In Schweden entfallen mit den Lockerungen Abstandsregeln und Beschränkungen von Öffnungszeiten in der Gastronomie, je nach Größe der Räumlichkeiten begrenzte Zutrittszahlen und die Sitzplatzpflicht im kollektiven Fernverkehr. Dort fällt auch die bisherige Maskenempfehlung weg, eine allgemeine Maskenpflicht hatte Schweden sowieso nie. Veranstalter und Gewerbetreibende dürfen von BesucherInnen und KundInnen auch keinen Impfnachweis mehr verlangen.
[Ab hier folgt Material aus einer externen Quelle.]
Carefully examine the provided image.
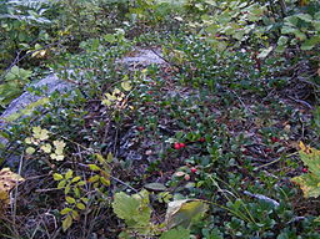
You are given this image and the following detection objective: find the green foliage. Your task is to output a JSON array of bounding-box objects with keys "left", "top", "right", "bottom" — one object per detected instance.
[
  {"left": 0, "top": 66, "right": 32, "bottom": 108},
  {"left": 112, "top": 191, "right": 208, "bottom": 239},
  {"left": 292, "top": 142, "right": 320, "bottom": 198}
]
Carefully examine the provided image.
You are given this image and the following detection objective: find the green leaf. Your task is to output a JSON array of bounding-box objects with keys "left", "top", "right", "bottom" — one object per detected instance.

Für all diese Restriktionen sei die Geltungsvoraussetzung des Seuchengesetzes entfallen, teilte die Gesundheitsbehörde FHM mit: Covid-19 sei keine „allgemein- und gesellschaftskritische Krankheit“ mehr. Schweden, das sich beim Umgang mit Covid-19 vorwiegend auf Empfehlungen statt auf formale Vorschriften verlassen hatte, hebt nun auch die meisten dieser Empfehlungen auf: beispielsweise größere Zusammenkünfte zu meiden, so weit wie möglich im Homeoffice zu arbeiten oder sich bei Erkältungssymptomen testen zu lassen.
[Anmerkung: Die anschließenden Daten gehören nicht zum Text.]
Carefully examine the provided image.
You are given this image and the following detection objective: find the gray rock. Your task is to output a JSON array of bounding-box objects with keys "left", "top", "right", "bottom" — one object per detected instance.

Die Bereitschaft der SchwedInnen, diesen Empfehlungen zu folgen, sei zentral dafür gewesen, dass nun ein Aufheben der Restriktionen möglich sei, „weil die Pandemie zwar nicht vorbei, aber in einer neuen Phase ist“, sagte Andersson. Sie verwies dabei vor allem auf die Impfquote. Die liegt allerdings mit 72,6 Prozent vollständig Geimpfter und mit 38,9 Prozent Drittgeimpfter deutlich unter der Deutschlands. Der Staatsepidemiologe Anders Tegnell ist dennoch zufrieden: Es sei unrealistisch, die ganze Bevölkerung erreichen zu wollen. Er hebt ebenso wie die Regierungschefin als entscheidend hervor, dass 80 Prozent in der Altergruppe 50+ nun „geboostert“ seien.
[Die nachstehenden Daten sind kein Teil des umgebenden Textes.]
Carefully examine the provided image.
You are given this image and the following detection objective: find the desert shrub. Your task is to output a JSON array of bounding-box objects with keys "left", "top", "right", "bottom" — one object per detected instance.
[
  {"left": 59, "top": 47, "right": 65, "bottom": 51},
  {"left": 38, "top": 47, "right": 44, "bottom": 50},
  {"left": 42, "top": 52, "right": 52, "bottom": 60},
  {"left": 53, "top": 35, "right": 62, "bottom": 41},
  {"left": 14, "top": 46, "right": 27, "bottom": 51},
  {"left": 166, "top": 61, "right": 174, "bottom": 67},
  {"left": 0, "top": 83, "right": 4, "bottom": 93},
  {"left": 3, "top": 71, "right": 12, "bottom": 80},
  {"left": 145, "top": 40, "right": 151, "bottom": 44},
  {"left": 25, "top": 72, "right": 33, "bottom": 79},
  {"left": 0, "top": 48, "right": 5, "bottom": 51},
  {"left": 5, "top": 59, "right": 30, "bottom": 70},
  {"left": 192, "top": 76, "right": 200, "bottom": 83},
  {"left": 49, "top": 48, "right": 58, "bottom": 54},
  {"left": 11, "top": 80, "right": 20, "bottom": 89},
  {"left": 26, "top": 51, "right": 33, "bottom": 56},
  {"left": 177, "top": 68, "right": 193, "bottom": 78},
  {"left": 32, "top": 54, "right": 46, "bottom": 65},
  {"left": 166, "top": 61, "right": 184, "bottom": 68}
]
Zusammen mit der anhaltenden Welle an Neuinfektionen, bei der die Sieben-Tage-Inzidenz in Schweden mit rund 2.500 derzeit doppelt so hoch ist wie in Deutschland, rechnet die Gesundheitsbehörde mit einer „Herden- oder Bevölkerungsimmunität“ und einem anschließendem Sinken der Infektionszahlen für Mitte bis Ende Februar. Aber warum wartet man weder in Schweden noch in Norwegen, wo die letzten Restriktionen am 17. Februar verschwinden sollen, sicherheitshalber den Gipfel bei den Neuinfektionen ab?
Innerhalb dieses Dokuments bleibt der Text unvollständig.